O decreto-lei do Governo que alterou o Regime Jurídico dos Instrumentos de Gestão Territorial foi publicado em Diário da República no dia 30 de Dezembro visando facilitar a reconversão de solos rústicos em urbanos para a construção de habitação. Segundo o Executivo, o objectivo é baixar os preços da habitação, pelo aumento da oferta, através de arrendamento acessível e habitação a custos controlados. A revogação do diploma foi esta sexta-feira debatida no Parlamento, mas um acordo do Governo com o PS permitiu manter as alterações ao RJIGT. O diploma, com alterações propostas, prosseguiu para discussão em sede de especialidade.
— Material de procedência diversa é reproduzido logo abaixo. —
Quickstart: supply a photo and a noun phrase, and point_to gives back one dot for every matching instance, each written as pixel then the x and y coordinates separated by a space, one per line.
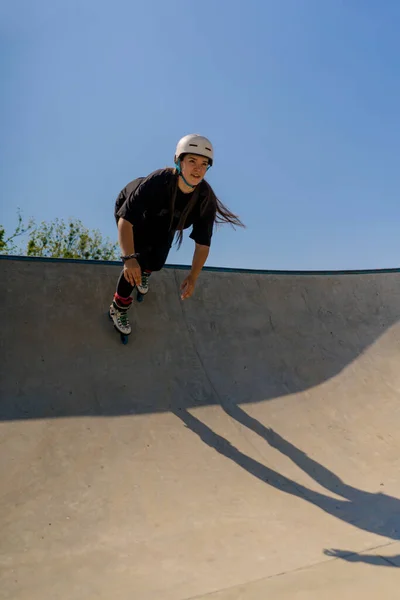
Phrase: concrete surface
pixel 244 444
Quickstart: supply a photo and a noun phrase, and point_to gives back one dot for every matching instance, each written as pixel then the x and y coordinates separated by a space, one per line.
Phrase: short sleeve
pixel 203 226
pixel 146 199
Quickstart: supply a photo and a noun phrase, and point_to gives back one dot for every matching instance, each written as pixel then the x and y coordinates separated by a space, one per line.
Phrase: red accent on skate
pixel 123 301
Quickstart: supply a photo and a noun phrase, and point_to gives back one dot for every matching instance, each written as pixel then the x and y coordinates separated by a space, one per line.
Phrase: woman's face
pixel 194 168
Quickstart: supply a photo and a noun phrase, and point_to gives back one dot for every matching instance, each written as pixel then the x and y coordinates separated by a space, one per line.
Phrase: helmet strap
pixel 178 168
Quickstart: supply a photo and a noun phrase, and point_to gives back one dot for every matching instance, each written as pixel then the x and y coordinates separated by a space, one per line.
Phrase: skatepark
pixel 243 445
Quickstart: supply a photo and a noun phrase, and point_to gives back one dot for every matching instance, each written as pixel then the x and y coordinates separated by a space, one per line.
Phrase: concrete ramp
pixel 244 444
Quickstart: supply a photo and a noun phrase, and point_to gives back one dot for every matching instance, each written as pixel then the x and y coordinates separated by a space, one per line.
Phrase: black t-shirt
pixel 145 202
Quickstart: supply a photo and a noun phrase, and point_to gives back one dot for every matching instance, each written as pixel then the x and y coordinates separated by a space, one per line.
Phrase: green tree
pixel 58 239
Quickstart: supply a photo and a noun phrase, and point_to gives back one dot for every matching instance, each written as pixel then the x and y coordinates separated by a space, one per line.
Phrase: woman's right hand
pixel 133 272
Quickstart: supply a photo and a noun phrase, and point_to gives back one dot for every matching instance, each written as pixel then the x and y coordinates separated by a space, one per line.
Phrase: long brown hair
pixel 209 201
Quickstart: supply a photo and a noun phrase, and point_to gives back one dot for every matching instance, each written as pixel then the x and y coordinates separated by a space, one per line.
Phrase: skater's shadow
pixel 369 559
pixel 376 513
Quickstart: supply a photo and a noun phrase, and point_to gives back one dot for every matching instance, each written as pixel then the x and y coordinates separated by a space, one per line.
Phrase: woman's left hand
pixel 187 287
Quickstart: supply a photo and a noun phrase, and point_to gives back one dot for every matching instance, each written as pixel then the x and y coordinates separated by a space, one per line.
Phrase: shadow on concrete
pixel 376 513
pixel 368 559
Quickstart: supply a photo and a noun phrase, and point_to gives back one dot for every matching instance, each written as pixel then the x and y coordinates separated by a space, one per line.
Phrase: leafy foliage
pixel 58 239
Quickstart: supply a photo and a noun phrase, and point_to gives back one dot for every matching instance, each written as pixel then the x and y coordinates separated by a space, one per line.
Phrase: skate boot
pixel 119 315
pixel 143 288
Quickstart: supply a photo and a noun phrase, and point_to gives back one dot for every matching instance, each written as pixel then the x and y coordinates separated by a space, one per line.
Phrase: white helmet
pixel 195 144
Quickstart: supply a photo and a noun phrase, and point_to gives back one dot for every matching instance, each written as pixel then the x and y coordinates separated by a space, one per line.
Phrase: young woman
pixel 150 210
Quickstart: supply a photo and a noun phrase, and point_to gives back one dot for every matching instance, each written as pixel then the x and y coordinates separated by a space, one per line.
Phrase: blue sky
pixel 299 97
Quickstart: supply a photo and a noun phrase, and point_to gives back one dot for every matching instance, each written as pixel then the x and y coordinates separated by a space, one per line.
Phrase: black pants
pixel 151 258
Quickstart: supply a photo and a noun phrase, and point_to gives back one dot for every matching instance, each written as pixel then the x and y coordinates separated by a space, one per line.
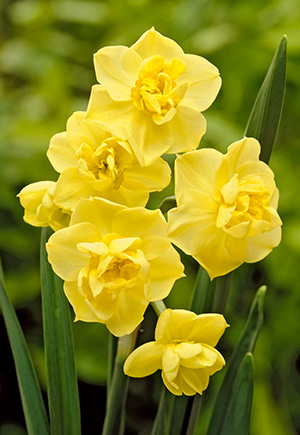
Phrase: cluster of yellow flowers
pixel 115 255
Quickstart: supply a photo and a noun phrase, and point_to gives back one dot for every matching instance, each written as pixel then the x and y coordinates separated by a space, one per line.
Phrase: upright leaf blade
pixel 61 373
pixel 265 116
pixel 32 401
pixel 245 344
pixel 237 420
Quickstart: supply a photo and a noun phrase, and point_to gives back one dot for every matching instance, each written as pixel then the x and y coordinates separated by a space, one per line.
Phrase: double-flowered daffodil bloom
pixel 41 210
pixel 153 93
pixel 94 162
pixel 114 260
pixel 183 349
pixel 226 207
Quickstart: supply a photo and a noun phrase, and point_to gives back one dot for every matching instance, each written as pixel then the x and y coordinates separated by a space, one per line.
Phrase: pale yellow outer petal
pixel 31 197
pixel 253 249
pixel 99 212
pixel 205 328
pixel 60 152
pixel 117 70
pixel 80 131
pixel 107 113
pixel 151 178
pixel 203 79
pixel 186 128
pixel 148 140
pixel 170 323
pixel 238 153
pixel 81 307
pixel 144 360
pixel 152 43
pixel 196 170
pixel 139 222
pixel 128 315
pixel 64 257
pixel 165 270
pixel 71 188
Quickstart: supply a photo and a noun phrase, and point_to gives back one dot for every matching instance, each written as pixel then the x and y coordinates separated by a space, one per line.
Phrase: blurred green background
pixel 46 65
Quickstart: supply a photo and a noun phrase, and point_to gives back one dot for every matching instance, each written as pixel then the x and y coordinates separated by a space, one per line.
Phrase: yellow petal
pixel 165 270
pixel 71 187
pixel 80 131
pixel 196 170
pixel 80 306
pixel 151 178
pixel 107 113
pixel 205 328
pixel 152 43
pixel 203 79
pixel 64 257
pixel 31 198
pixel 117 70
pixel 127 317
pixel 187 128
pixel 97 211
pixel 169 325
pixel 238 153
pixel 144 360
pixel 140 222
pixel 60 153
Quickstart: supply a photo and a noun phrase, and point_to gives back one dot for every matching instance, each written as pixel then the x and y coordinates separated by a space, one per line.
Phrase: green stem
pixel 114 422
pixel 159 307
pixel 222 292
pixel 197 402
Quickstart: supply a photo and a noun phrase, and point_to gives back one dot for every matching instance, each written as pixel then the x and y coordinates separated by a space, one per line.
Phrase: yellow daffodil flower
pixel 153 93
pixel 226 207
pixel 114 260
pixel 94 162
pixel 41 210
pixel 183 349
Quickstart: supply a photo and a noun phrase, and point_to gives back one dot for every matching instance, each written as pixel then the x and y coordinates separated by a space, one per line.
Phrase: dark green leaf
pixel 237 420
pixel 265 116
pixel 245 344
pixel 61 373
pixel 167 204
pixel 33 405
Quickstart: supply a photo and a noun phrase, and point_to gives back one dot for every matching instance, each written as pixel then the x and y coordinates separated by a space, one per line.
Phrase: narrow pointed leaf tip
pixel 246 344
pixel 265 117
pixel 32 402
pixel 237 420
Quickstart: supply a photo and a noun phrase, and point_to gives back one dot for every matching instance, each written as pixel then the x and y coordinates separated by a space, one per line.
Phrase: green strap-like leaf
pixel 245 344
pixel 33 405
pixel 61 373
pixel 265 116
pixel 167 204
pixel 237 420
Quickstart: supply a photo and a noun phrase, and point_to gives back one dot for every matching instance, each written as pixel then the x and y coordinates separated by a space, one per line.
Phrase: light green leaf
pixel 245 344
pixel 61 373
pixel 237 420
pixel 33 405
pixel 265 116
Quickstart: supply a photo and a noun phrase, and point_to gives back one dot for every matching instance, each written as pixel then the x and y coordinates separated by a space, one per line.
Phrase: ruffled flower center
pixel 156 92
pixel 188 354
pixel 244 206
pixel 107 161
pixel 116 264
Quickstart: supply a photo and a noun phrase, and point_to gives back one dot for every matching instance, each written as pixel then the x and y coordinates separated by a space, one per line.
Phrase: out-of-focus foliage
pixel 46 66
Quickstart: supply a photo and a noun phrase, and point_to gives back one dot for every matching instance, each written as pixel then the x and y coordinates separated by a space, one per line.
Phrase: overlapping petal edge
pixel 183 349
pixel 226 207
pixel 153 93
pixel 114 260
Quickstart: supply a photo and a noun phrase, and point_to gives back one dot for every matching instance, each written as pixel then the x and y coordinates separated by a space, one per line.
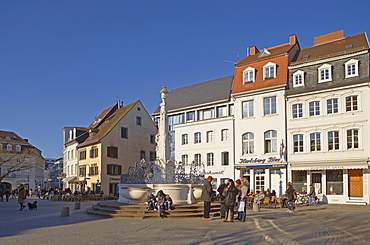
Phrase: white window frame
pixel 224 134
pixel 297 110
pixel 210 159
pixel 323 68
pixel 249 75
pixel 248 109
pixel 297 75
pixel 347 66
pixel 209 136
pixel 197 138
pixel 269 65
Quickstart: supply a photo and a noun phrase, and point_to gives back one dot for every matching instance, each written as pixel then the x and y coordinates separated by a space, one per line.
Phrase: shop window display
pixel 334 182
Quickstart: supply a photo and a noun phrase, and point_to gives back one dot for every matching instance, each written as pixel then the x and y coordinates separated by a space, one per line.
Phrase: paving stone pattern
pixel 325 224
Jaime Ferreira alertou que a nova lei tem outras implicações, nomeadamente ambientais e prevenção de catástrofes. Isto porque, por um lado, pode levar a que sejam feita construção de habitação em zonas próximas de rios e zonas de cheia e, por outro, porque promove a densificação, sendo que é mais difícil proteger casas que estejam espalhadas no território, em caso de catástrofes naturais, como nos incêndios. Em termos ambientais, também tem implicações em matéria de saneamento, gastos de energia e transportes, apontou.
Defendeu que a solução para o problema da crise de habitação não deve vir à custa da agricultura. “Um estudo apontou que existem em Portugal três fogos para cada pessoa”, afirmou, indicando que há casas a mais no país, pertencendo muitas delas ao Estado, designadamente autarquias, mas também a entidades como a Santa Casa da Misericórdia, por exemplo.
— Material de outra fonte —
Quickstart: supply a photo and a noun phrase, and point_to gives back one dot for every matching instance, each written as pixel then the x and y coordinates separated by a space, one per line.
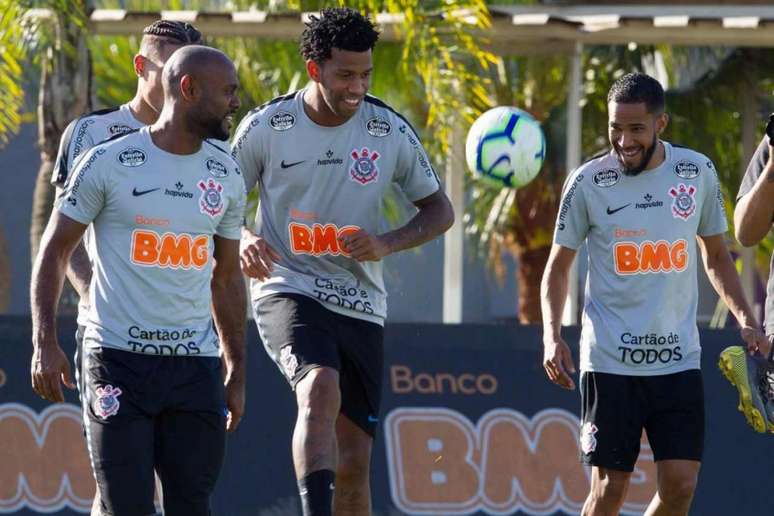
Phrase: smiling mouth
pixel 629 154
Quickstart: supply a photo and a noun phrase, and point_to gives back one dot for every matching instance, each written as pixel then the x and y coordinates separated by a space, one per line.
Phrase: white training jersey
pixel 154 215
pixel 318 183
pixel 78 137
pixel 639 316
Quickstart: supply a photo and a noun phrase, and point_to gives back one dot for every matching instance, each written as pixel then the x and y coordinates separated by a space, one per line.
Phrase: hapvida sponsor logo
pixel 440 462
pixel 138 193
pixel 649 203
pixel 178 192
pixel 329 160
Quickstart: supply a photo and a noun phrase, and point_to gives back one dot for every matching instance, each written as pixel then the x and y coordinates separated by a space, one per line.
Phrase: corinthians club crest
pixel 211 201
pixel 364 169
pixel 684 203
pixel 107 403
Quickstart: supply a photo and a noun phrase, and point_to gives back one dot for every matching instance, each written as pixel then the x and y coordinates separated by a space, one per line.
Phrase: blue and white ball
pixel 506 147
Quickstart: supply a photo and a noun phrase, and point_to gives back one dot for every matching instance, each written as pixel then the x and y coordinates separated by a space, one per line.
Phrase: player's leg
pixel 611 430
pixel 78 371
pixel 190 434
pixel 676 485
pixel 675 427
pixel 607 493
pixel 362 357
pixel 314 439
pixel 119 432
pixel 353 494
pixel 297 333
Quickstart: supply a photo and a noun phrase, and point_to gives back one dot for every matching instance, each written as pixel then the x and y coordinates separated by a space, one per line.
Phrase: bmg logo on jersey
pixel 650 257
pixel 318 239
pixel 169 250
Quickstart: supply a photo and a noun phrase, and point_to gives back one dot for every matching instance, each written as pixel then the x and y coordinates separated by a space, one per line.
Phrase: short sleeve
pixel 65 158
pixel 712 219
pixel 754 168
pixel 413 173
pixel 85 191
pixel 572 221
pixel 246 149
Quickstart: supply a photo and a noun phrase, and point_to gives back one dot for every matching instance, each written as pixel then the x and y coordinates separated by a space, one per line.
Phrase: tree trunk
pixel 64 95
pixel 531 264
Fundada em 1985 para divulgar e promover a agricultura biológica em Portugal, a Agrobio conta hoje com 9.200 associados e assume-se como associação de agricultores, consumidores e apoiantes da causa ambiental. Opera 12 mercados semanais de venda ao consumidor, 10 dos quais na área metropolitana de Lisboa. Também presta apoio aos agricultores, promove cursos de formação e iniciativas pedagógicas em torno de agricultura biológica. Mas, para Jaime Ferreira, o objectivo original da Agrobio ainda não está cumprido, “em particular na área da informação”, havendo ainda “muitos mitos” em torno da agricultura biológica.
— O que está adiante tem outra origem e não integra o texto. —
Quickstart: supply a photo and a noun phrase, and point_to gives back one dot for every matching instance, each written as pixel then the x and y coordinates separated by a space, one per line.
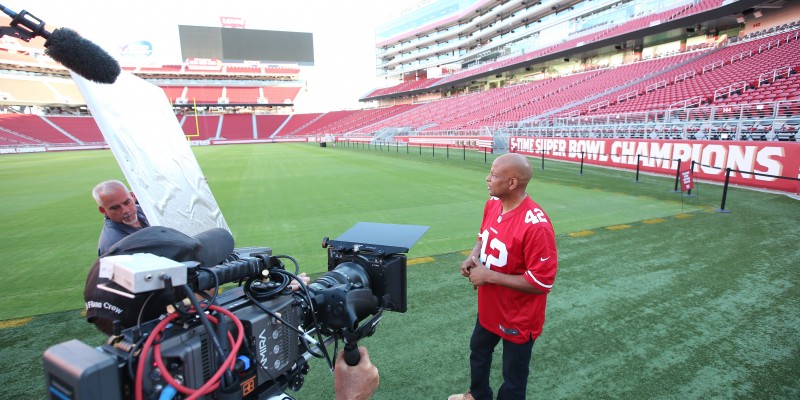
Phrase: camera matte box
pixel 142 272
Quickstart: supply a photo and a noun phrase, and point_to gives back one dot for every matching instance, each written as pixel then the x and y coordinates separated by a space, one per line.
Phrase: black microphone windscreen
pixel 82 56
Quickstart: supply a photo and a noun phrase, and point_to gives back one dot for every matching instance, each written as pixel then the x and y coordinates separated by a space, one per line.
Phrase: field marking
pixel 13 323
pixel 420 260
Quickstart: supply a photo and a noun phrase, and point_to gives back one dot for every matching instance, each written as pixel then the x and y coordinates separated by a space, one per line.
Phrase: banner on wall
pixel 712 158
pixel 687 183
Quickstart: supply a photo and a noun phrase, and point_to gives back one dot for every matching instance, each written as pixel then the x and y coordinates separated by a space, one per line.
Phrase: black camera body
pixel 281 329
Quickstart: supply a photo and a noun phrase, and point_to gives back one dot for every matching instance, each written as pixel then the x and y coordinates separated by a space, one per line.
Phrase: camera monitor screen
pixel 401 237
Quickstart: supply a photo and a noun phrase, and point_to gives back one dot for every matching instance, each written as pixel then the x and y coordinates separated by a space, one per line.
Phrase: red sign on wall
pixel 232 22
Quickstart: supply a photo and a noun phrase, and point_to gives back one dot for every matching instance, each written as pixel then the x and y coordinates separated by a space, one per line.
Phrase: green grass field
pixel 657 295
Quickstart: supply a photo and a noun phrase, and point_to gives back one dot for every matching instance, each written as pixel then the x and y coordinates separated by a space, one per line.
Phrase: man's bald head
pixel 516 166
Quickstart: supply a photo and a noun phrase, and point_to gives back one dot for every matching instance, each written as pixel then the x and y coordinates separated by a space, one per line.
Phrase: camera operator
pixel 122 212
pixel 209 248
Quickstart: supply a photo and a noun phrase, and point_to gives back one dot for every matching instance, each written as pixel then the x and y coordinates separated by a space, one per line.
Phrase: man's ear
pixel 513 183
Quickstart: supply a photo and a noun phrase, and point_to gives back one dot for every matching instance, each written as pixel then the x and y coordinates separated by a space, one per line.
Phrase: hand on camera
pixel 357 382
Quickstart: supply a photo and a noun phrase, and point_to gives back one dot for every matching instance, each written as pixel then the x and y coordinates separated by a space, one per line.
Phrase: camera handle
pixel 351 337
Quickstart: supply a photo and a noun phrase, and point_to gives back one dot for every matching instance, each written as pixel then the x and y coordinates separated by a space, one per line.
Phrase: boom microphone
pixel 82 56
pixel 66 47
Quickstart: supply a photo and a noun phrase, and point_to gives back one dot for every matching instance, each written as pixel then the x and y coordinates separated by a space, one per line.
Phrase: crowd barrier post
pixel 691 172
pixel 542 158
pixel 725 190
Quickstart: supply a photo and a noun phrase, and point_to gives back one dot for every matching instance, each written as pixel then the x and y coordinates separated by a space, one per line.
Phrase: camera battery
pixel 142 272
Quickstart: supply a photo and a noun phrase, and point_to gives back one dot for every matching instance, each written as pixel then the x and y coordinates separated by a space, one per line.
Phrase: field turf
pixel 657 295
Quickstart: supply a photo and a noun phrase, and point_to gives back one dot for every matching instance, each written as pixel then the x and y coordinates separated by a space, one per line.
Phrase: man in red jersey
pixel 513 266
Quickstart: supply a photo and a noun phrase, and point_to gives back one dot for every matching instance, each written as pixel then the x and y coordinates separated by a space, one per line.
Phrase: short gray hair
pixel 105 188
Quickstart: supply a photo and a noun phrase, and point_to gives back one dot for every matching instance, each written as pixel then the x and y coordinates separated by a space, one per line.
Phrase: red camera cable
pixel 213 383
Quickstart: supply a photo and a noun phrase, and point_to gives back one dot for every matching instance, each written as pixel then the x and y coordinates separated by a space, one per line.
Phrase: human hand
pixel 467 265
pixel 295 286
pixel 357 382
pixel 479 274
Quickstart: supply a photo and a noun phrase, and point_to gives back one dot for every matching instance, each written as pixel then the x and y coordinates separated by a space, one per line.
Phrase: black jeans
pixel 516 365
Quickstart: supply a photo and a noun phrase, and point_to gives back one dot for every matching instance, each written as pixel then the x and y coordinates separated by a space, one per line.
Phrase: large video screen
pixel 236 45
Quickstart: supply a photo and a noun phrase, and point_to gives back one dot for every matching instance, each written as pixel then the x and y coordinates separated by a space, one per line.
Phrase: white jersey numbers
pixel 535 216
pixel 498 247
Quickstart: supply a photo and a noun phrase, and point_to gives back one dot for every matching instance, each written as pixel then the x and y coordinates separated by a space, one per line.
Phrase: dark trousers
pixel 516 365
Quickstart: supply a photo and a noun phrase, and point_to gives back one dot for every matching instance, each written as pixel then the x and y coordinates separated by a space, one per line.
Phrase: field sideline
pixel 657 296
Apesar disso, Portugal está acima da média europeia de área de cultivo dedicada a agricultura biológica. A meta que Portugal fixou, para 2027, junto da União Europeia (UE), era de 19%. Na UE, foi fixada a média de 25% até 2030. “Portugal está acima da média. Desde 2020 para hoje, 2025, já temos 865 mil hectares em agricultura biológica. Corresponde a cerca de 27% da superfície agrícola útil em Portugal. Já passámos os 25%”, disse Jaime Ferreira.
E há espaço para crescer. A UE disponibilizou 15 mil milhões de euros em fundos para o sector da agricultura, incluindo a conversão de áreas de cultivo convencional para produção biológica. Mas, a nível europeu, apenas 4% dos produtos agrícolas que chegam à mesa dos consumidores são de origem biológica.
Apesar de Portugal estar acima da meta média fixada pela UE em área de agricultura biológica, “70% são pastagens, forragens e culturas arvenses”, o que “quer dizer que estão ligadas à produção animal”. Só que os animais produzidos de modo biológico estão a chegar ao consumidor como sendo de origem convencional. “Há um problema da valorização”, pelo que a Agrobio defende a criação de incentivos para que o produto chegue ao consumidor com certificação “bio”.
Por outro lado, destacou que a agricultura em Portugal tem um problema: “está desligada dos interesses dos consumidores”, que procuram mais legumes, vegetais, leguminosas e frutos secos. Além disso, há que pensar na soberania e na segurança alimentar a nível nacional, numa altura em que a própria UE está deficitária, dependendo de importações para satisfazer as necessidades internas. Nessa matéria, a nível comunitário, “do ponto de vista de produção alimentar, nós regredimos”, avisou.